Who was Jane McCrea?
During the Saratoga campaign, British General John Burgoyne’s invading army was supported by warriors from the Iroquois Confederation, who were intended from the outset to raid settler’s farms and towns, striking terror in the hearts of the Americans as the British struck south towards Albany. The hope was that the Americans would withdraw in the face of the Indian threat supported by the King’s troops.
When the Indians kidnapped and later murdered a young woman named Jane McCrea, alleged to have been engaged to a Loyalist officer in Burgoyne’s army, it caused an outrage. McCrea had been traveling to join her fiancé when she was attacked. Immediately the American’s exploited the murder as a sign not only of the Indian’s savagery but of the British collusion in brutality. American Commander Horatio Gates sent a letter admonishing Burgoyne and pointing out the damage to the Englishman’s reputation which would result.
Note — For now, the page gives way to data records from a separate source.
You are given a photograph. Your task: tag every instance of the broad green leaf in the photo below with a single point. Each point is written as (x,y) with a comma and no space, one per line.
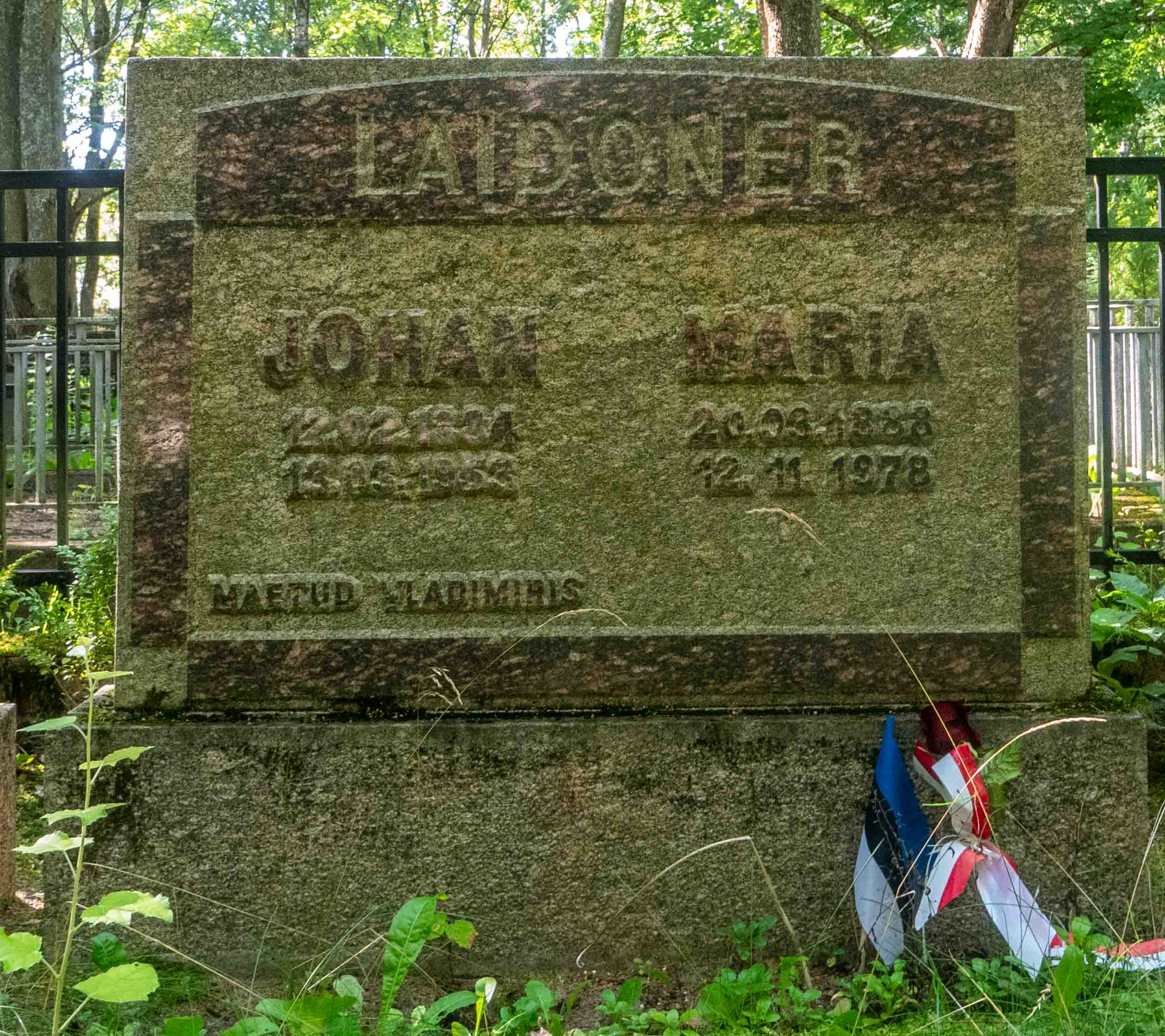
(55,842)
(540,993)
(58,724)
(310,1015)
(123,984)
(252,1027)
(183,1026)
(106,951)
(1112,617)
(448,1005)
(630,991)
(19,950)
(463,933)
(350,986)
(407,936)
(118,908)
(1133,588)
(1067,982)
(1003,767)
(113,758)
(94,814)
The ranks of the American army swelled with new volunteers and supporting militia.
After the war and for the more than two hundred years since, the legend of Jane McCrea has continued to grow. Over the years she has become more beautiful, more virtuous, and ever more inclined to support the Patriot cause, rather than the Loyalist cause espoused by her fiancé. Houses have been designated as her residence, signed with hisortical markers, despite no evidence that Jane ever saw the house in question.
Her body, or rather gravesites believed to contain her remains, has been exhumed no less than three times, both for DNA testing and to examine the skeletal remains for evidence of cause of death. Thus far they have been inconclusive.
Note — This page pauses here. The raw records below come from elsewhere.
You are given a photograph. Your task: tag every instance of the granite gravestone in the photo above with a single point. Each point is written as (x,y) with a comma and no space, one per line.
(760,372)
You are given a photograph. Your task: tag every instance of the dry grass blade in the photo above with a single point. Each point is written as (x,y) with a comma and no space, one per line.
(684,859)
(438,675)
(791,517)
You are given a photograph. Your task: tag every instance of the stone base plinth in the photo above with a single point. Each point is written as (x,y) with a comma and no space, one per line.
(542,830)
There is enough contemporary evidence to confirm that Jane McCrea was a real person, and that she died as a result of Burgoyne’s march down the Hudson Valley to his destiny at Saratoga. One member of the community in which she lived described her contemporaneously as “without either beauty or accomplishments.” But there is little evidence to support the story as it was published throughout the United States that summer of 1777, when it did much to garner support for the American Army forming to stop Burgoyne at Bemis Heights. The truth about who Jane McCrea was and what happened to her remains mysteriously veiled.